The special circumstances referred to by the accused were that his wife was in hospital and was going to undergo surgery and that he committed the offence to raise hospital fees and money for the surgery 

The court found that these were not special circumstances as envisaged by the act but that what the accused relied on was a common occurrence and did not entail that persons in such situations ought to resort to crime. The court held further, that his illegal action was not a solution to this problem nor would $20 be enough to pay the hospital bills.  

The court held that there was no reason why the mandatory sentence should not be imposed. Accordingly, the court set aside the sentence imposed by the trial court and remitted it back to impose the mandatory sentence. 

S v Ngoma and Another (CRB SHU 371-372/11) [2011] ZWBHC 116 (07 September 2011);

 

 

THE STATE

 

VERSUS

 

SARAH NGOMA

 

AND

 

LILLIAN NYONI

 

IN THE HIGH COURT OF ZIMBABWE

MATHONSI J

BULAWAYO 8 SEPTEMBER 2011

 

Review Judgment

 

This was a case in the High Court where two accused persons were convicted on their own pleas of guilty to contravening s 368 of the Mines and Minerals Act by the Provincial Magistrate.

Having found special circumstances as would entitle the trial court to impose a sentence other than the mandatory one provided in the act; the magistrate sentenced each of the accused persons to 24 months imprisonment of which 12 months imprisonment were suspended for 5 years on condition of good future behaviour. The remaining 12 months were suspended on condition they each complete 420 hours of community service.

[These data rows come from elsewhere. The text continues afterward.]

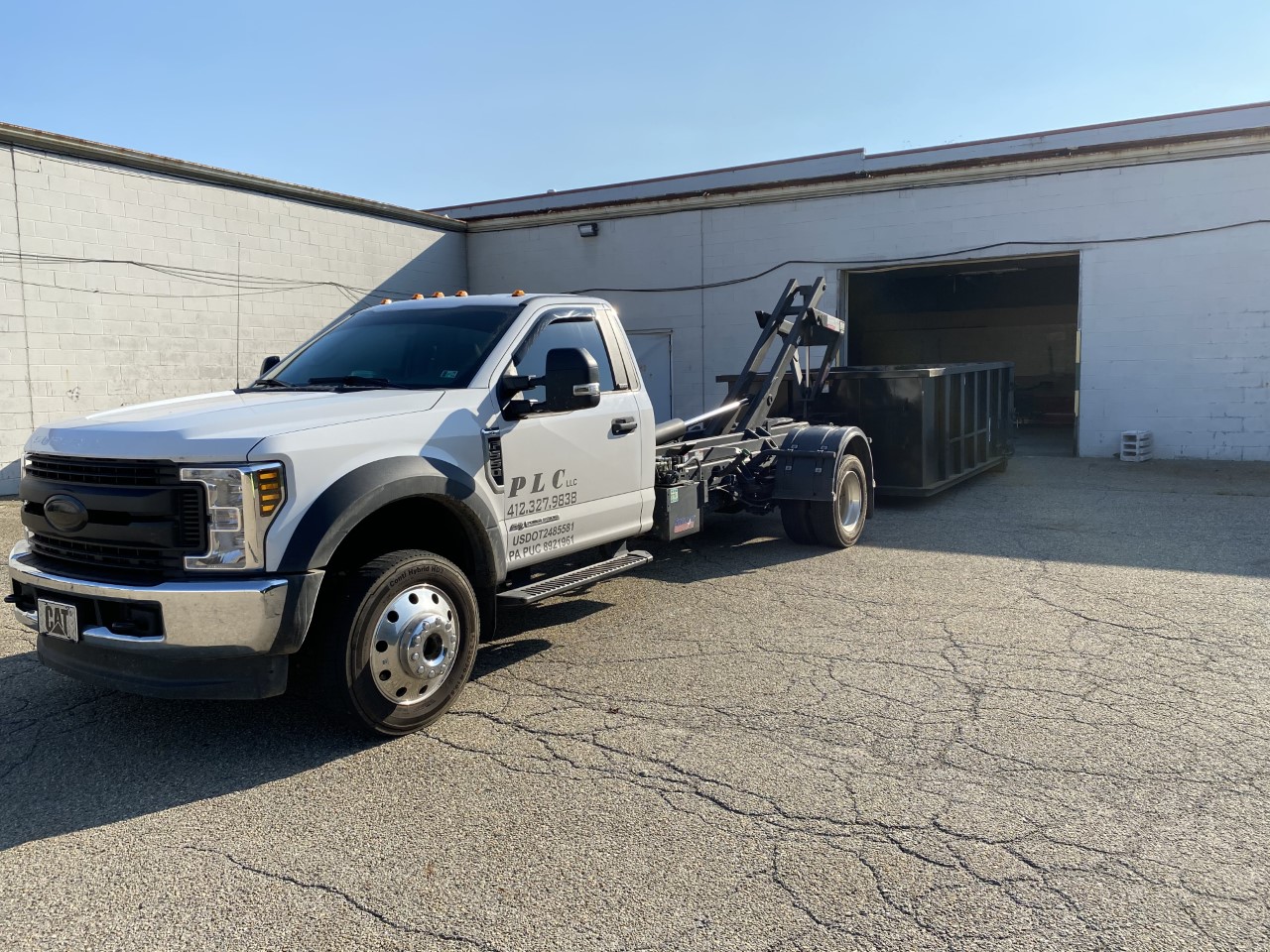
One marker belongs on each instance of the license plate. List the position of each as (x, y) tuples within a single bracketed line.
[(58, 620)]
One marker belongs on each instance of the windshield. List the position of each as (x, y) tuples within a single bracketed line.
[(409, 347)]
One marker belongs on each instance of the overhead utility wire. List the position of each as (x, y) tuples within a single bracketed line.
[(902, 262), (252, 284)]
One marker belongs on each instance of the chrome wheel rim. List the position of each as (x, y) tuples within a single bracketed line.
[(851, 502), (416, 645)]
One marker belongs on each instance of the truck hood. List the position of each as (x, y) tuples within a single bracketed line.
[(217, 426)]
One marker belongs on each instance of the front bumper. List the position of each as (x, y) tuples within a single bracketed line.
[(218, 638)]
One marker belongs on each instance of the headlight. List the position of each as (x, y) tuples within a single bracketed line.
[(241, 503)]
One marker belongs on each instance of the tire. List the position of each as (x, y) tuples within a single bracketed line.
[(841, 522), (795, 516), (400, 643)]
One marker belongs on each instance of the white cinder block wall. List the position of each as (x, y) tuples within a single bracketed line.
[(1175, 331), (84, 335)]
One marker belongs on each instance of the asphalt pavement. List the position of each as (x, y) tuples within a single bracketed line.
[(1033, 712)]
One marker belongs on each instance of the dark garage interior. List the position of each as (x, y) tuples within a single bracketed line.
[(1020, 308)]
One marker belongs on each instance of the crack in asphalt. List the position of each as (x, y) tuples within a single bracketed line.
[(347, 897)]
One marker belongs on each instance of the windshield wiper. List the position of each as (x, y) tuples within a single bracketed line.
[(353, 380)]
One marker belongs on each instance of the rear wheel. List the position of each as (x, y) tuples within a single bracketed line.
[(839, 522), (402, 643)]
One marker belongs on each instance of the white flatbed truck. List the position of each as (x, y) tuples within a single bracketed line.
[(367, 503)]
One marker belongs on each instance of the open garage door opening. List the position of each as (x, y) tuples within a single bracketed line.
[(1019, 308)]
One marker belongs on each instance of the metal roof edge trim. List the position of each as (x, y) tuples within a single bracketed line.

The issue before the court was to determine the special circumstances as found by the trial court. The judge applied the rule of Judge J Ebrahim in S v Mbewe and others 1988 (1) ZLR 7(H) to make the determination. The judge’s view was that the trial court erred because the issues put up by the accused were mitigating factors of general application which clearly did not amount to special circumstances at all.

Consequently, the judge ordered that the conviction of the two accused persons stood, and set aside the finding of the trial magistrate that there were special circumstances; and the sentence. The judge also ordered the matter to be sent back to the trial court for it to recall the accused persons and impose the appropriate sentence according to law by deducting from it 53 days equivalent to 420 hours community service already served.

S v Sibanda CRB G 440/10 and Another (CRB G 440-1/10) [2011] ZWBHC 79 (20 April 2011);

THE STATE

 

Versus

 

  1. ANGELINE SIBANDA CRB G 440/10
  2. KHETI MOYO CRB G 441/10

 

IN THE HIGH COURT OF ZIMBABWE

KAMOCHA J

BULAWAYO 21 APRIL 2011

 

Review Judgment

 

This was a review in the High Court concerning two accused persons who had been charged with and convicted for contravening s 368(2) as read with s 368 (4) of the Mines and Minerals Act [Chapter 21:05] for prospecting for minerals when they were not holders of licences or permits.

The issue facing the court was to determine whether the accused persons, being widows with minor children, were acting under special circumstances, as the trial magistrate had found. The court held that the learned trial magistrate completely misdirected himself in holding that the circumstances of the accused persons amounted to special circumstances, as there was nothing out of the ordinary about being a widow with minor children to look after. The court also held that the learned magistrate’s line of reasoning was faulty in calling that widows and widowers with minor children should be excused when they break the law so as to fend for the minor children, since it was a recipe for anarchy as there were so many widows and widowers in the country.

Consequently, the sentence imposed by the trial magistrate was not allowed to stand and, therefore, set aside. The matter was sent back to the trial court to recall the two accused persons and impose the sentence of two years imprisonment as mandated by law. Since both accused persons had already served four months imprisonment in the form of community service, they were to serve an effective term of 20 months imprisonment.